Así estuve tiempo, hasta que se fue a la mili y ya empezamos de novios. Estuvimos siete años de novios. Me casé con 25 años y medio el día 7 de septiembre, aquí en el pueblo. Nos casamos y a los nueve meses nació mi primer hijo, fui rápida. Y a los cuatro años vinieron dos. He estado casada 62 años, hasta que murió en agosto. Mi marido me llevaba cinco años y se llamaba Miguel López Navarro él era albañil hizo la casa de la pradera, la primera porque ahora ya está restaurada.
Mi marido estaba en la hermandad del Santo Cristo y hemos tenido la llave de la ermita del Santo Cristo 16 años para ir arreglándola. Mi marido iba dos veces, el martes y el sábado, sin cobrar nada.
Mis hijos están todos fuera. Mi chico, se fue con 10 años, porque le escribió él y otros dos a los frailes de carmelitas descalzos de Baeza, que quería hacer estudios eclesiásticos. Recuerdo que nos enteramos cuando nos llegó la carta diciendo que tenía que hacer el examen. Su padre lo llevó y lo aprobó. Entró y estuvo hasta los 14 años, porque ya no quería hace estudios eclesiásticos. Entonces le daban una pequeña beca y los frailes ponían el resto.
Los demás, se fueron después de estudiar. Pero siempre han trabajado aquí con nosotros, en sus vacaciones, cogían capota que tenían las manos llenas de pinchos.
Crianza, cuidados y remedios familiares
En mi casa siempre ha habido muchos remedios. Le tengo mucho miedo a las medicinas, porque muchas me han caído mal.
Mi abuela era ayudante de la comadrona, se llamaba Catalina Gómez Raya igual que yo y parteaba con Doña Plácida. Había mujeres que te ayudaban mucho. Mi hijo Pantaleón se quebró de las dos hernias y una señora me enseñó a vendarlo y lo vendaba yo. Se cogía todo lo largo de la sábana y eso era la venda, se cortaba la tira. Me lo dijo la señora que vivía en lo alto de la feria. Fíjate que el propio pediatra me dijo: “mire en los pueblos hay mujeres que saben hacer vendajes y se curan así los chiquillos”. Cuando llegué a la revisión del médico y se lo enseñé, me acuerdo que me dijo: “Anda señora si ya es usted maestra” y se curó de las dos hernias. Eso lo tenía que tener todo el día puesto.
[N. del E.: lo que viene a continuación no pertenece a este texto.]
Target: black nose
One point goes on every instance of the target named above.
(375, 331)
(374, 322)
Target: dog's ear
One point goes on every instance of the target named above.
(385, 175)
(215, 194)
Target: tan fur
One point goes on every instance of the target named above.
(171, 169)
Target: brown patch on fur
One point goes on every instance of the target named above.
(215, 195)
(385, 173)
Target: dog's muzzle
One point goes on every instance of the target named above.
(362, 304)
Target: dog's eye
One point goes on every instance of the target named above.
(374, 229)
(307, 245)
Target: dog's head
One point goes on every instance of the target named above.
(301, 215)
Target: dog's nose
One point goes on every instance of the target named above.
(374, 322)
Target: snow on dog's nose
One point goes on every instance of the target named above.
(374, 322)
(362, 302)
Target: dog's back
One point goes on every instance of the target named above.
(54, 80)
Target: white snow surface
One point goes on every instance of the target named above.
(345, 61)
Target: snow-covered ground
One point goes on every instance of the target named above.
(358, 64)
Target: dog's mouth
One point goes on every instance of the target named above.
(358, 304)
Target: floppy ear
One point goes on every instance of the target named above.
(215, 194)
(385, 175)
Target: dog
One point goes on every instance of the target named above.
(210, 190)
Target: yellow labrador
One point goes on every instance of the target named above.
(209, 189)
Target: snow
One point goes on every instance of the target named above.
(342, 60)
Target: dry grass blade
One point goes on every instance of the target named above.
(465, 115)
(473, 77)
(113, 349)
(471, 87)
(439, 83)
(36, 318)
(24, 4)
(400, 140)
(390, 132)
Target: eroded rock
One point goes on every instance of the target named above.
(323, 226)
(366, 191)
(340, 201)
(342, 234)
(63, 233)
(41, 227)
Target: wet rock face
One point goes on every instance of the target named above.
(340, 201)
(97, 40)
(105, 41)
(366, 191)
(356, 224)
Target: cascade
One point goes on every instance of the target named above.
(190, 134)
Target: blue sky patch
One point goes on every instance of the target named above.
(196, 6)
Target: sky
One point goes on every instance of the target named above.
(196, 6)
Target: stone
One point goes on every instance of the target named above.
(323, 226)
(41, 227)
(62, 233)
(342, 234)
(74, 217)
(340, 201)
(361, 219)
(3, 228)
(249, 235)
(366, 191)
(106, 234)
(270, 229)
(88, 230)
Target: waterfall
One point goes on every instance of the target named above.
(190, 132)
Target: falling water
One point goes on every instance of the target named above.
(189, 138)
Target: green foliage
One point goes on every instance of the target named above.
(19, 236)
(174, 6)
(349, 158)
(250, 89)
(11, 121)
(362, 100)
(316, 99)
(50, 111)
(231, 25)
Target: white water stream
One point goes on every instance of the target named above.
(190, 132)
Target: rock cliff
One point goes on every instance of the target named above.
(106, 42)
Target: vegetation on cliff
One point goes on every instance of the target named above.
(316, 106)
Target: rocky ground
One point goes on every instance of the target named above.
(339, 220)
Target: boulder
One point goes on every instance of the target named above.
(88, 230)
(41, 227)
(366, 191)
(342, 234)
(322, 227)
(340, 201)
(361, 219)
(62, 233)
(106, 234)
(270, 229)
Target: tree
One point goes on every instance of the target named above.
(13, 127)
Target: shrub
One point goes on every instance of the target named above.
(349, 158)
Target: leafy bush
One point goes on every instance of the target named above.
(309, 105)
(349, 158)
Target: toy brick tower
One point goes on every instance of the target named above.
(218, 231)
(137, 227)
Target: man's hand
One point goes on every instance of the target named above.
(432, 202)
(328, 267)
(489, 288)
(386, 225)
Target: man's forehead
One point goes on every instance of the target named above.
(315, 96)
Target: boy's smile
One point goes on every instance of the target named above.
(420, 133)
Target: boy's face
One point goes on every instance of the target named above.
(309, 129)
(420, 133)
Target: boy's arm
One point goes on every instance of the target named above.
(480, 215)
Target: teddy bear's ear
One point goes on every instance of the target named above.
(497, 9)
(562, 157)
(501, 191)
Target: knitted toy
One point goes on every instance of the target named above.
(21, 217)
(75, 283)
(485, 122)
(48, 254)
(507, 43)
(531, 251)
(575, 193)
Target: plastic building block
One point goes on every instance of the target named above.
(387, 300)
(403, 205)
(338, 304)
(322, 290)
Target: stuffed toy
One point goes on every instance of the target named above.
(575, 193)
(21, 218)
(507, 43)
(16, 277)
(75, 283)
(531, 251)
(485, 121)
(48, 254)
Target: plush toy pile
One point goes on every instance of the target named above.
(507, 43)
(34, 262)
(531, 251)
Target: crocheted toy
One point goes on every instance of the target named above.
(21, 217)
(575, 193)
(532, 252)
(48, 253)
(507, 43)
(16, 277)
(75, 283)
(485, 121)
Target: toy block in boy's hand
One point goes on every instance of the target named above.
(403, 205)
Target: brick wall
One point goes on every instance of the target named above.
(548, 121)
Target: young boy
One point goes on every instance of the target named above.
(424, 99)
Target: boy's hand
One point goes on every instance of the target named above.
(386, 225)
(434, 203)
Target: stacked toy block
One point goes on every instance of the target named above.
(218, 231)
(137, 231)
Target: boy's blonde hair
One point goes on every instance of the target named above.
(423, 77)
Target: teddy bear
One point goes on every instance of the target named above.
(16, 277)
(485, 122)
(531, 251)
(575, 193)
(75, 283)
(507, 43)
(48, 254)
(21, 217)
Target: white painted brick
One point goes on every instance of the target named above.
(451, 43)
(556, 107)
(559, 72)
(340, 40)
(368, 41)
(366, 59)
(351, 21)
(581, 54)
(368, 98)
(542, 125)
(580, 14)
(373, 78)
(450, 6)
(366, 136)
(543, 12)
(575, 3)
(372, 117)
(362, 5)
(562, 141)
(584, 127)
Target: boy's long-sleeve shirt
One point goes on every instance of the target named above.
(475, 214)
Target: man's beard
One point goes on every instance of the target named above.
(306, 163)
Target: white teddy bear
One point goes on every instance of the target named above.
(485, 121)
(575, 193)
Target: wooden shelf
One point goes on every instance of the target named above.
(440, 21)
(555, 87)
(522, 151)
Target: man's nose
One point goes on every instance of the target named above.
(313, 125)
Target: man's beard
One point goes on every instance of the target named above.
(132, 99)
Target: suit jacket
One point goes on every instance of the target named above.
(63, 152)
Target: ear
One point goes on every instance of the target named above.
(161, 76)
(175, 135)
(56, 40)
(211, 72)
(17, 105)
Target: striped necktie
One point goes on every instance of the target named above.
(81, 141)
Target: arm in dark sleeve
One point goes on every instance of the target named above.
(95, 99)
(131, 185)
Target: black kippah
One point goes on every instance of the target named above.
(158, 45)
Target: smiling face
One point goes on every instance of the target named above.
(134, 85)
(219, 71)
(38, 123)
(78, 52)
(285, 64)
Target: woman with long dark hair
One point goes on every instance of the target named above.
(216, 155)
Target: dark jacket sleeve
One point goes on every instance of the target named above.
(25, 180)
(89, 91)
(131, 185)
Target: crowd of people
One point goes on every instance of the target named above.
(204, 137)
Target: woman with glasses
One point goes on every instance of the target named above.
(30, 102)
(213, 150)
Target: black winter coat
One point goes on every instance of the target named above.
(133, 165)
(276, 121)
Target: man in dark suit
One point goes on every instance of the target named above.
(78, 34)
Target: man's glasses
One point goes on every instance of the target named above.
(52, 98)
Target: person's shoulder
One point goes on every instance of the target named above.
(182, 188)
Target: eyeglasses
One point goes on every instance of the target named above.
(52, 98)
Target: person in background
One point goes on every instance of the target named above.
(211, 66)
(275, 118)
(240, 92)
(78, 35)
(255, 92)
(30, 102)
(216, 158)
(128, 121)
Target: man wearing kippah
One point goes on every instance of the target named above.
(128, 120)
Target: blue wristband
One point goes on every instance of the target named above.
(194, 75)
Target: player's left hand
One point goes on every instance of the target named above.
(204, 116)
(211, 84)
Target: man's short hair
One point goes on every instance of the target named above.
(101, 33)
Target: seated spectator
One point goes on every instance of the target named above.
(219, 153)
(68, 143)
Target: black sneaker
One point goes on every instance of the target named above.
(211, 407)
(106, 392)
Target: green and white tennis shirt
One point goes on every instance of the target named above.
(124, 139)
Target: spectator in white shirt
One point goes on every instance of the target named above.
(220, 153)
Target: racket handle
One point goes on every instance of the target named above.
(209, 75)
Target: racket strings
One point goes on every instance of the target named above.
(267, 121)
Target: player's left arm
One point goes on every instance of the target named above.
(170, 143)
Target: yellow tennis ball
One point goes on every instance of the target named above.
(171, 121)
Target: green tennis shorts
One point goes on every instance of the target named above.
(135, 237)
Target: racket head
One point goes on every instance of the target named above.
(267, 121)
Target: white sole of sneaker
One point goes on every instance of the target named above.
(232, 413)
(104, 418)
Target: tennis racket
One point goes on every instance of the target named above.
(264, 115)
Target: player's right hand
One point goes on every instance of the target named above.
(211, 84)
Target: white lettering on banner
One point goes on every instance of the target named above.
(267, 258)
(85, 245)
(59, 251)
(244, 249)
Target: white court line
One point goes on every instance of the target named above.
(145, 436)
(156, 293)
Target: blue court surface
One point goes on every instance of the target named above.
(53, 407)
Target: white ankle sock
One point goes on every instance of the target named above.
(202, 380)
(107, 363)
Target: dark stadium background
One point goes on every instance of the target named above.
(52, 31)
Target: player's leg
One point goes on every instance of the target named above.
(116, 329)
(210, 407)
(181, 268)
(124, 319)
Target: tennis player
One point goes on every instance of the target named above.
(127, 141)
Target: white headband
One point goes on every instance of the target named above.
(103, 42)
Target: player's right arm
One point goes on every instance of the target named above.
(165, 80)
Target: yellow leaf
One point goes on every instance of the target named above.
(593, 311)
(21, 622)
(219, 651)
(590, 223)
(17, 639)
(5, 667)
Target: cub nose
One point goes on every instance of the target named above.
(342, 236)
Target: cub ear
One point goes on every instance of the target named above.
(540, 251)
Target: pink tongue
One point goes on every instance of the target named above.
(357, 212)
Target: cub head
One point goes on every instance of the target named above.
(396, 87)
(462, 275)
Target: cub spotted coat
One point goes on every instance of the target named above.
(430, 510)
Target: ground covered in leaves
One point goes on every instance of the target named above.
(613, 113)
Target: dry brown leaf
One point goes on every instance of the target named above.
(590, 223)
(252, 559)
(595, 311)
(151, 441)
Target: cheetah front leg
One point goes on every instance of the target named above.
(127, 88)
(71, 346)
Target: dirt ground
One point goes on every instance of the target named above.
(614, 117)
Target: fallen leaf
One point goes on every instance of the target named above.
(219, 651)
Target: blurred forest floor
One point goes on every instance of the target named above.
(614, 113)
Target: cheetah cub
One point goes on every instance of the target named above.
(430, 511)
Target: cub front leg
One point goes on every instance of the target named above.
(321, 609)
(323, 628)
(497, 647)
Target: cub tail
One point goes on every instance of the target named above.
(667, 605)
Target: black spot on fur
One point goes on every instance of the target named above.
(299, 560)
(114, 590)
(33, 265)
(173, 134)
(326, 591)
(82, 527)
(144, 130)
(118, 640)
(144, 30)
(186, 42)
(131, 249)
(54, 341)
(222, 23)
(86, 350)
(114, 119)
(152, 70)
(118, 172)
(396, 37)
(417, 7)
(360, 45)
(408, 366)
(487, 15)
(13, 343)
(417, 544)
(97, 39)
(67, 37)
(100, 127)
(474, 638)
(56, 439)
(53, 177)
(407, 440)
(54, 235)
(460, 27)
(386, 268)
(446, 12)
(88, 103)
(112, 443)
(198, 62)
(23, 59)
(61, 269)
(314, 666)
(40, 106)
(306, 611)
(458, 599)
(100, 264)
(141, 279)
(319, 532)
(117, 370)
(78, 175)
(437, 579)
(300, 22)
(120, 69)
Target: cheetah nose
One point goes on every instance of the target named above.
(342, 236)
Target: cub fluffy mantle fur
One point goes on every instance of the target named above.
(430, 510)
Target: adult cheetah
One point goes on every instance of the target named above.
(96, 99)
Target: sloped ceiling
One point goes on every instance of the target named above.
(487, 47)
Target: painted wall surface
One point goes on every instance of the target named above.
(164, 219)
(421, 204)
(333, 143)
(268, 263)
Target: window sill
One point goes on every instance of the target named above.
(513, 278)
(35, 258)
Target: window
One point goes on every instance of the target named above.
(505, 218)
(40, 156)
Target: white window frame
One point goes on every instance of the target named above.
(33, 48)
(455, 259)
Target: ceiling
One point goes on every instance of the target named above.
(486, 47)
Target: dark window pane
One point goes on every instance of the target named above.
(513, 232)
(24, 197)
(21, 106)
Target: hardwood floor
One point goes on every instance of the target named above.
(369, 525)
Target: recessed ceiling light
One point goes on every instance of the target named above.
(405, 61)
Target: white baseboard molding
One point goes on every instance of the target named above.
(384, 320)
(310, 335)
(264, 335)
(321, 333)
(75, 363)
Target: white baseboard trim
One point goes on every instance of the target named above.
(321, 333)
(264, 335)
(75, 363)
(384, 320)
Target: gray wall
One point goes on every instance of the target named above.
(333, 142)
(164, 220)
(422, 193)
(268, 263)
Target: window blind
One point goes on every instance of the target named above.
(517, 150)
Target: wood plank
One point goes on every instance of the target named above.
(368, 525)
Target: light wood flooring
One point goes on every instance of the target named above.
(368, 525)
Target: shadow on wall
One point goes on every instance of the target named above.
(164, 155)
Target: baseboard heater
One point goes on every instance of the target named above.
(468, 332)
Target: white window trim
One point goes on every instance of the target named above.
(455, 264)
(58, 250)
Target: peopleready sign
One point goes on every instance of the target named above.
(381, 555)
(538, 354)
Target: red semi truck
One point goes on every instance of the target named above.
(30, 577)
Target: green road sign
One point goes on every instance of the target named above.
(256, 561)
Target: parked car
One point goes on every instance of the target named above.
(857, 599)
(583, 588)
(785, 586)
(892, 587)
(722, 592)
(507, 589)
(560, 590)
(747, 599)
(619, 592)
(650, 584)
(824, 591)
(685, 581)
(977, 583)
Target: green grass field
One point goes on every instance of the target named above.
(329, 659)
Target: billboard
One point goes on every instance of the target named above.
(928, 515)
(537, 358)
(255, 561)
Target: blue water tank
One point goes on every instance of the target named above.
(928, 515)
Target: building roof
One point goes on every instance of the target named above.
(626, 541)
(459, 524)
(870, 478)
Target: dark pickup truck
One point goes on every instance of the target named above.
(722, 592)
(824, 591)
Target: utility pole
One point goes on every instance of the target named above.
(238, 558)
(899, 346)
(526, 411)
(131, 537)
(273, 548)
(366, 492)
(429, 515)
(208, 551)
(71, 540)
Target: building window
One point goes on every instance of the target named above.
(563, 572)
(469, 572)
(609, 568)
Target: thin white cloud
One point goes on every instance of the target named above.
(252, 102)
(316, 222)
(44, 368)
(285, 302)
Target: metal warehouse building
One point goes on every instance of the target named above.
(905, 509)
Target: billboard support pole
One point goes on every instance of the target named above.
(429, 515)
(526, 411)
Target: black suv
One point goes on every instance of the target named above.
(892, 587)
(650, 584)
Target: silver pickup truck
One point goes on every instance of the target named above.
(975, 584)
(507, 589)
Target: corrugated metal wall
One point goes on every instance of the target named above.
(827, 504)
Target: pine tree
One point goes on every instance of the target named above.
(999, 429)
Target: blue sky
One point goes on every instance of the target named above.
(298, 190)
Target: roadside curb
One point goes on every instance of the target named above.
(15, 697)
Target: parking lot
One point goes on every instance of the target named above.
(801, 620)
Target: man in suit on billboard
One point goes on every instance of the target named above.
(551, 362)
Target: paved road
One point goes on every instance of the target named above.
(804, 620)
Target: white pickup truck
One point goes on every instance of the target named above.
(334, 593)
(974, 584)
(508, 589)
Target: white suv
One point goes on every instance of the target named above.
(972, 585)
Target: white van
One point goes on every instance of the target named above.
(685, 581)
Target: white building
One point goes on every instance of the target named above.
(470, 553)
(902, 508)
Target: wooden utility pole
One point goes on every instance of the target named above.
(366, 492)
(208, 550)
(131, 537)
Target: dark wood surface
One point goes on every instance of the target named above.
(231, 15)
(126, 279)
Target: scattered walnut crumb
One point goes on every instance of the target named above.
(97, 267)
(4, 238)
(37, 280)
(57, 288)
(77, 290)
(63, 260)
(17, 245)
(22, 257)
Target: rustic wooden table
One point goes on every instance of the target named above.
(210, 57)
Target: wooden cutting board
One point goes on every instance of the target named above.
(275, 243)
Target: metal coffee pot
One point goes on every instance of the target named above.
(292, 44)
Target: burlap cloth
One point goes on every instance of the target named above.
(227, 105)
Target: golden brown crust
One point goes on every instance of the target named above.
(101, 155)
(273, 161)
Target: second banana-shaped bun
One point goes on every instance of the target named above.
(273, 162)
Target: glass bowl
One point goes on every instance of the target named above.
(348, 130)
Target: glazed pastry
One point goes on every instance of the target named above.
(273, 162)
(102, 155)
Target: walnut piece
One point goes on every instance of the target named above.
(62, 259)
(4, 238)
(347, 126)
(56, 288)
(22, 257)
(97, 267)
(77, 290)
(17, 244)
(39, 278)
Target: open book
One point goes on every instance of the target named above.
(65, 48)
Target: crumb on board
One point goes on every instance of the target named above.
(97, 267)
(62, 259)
Yo recuerdo que tenía siempre mucha tos. Mi madre me asaba papas con cáscara y azúcar y me lo daba para la tos. El tomillo en infusión para el resfriado era común, también se le echaba miel, podía ser pura o de eucalipto, para suavizar la carraspera. Y los higos secos cocidos: cortabas los higos, los dejabas al sol secar y los ponías en infusión. Y eso era para la tos y el resfriado.
Algunas veces, cuando veían que tenías el estómago malo. Te daban la purga con agua carabañas y una vez me dio mi madre un sobre de frutas. La manzanilla nunca podía faltar para la pancilla, a mí no me han gustado las pastillas.
Mi hijo cuando estaba estreñido le ponía una hoja de geranio por detrás mojada en aceite.
Cuando yo tengo la piel escocida, hago mucho el aceite lavado. Echo aceite y un poco de agua y te pones a batirlo y se convierte en una cremilla. También en el culete de los niños. Esto además se lo dije a un médico y me dijo que era lo mejor que podía hacer.
También recuerdo para las pitarras, nos daban unos polvos que le decían polvos de San Antonio, se compraba en la farmacia, para cuando teníamos ceguera.
El romero siempre ha sido bueno, aunque venden en la farmacia, pero no funciona igual que el que te haces. Yo lo sigo haciendo para mis rodillas, mezclado con alcohol.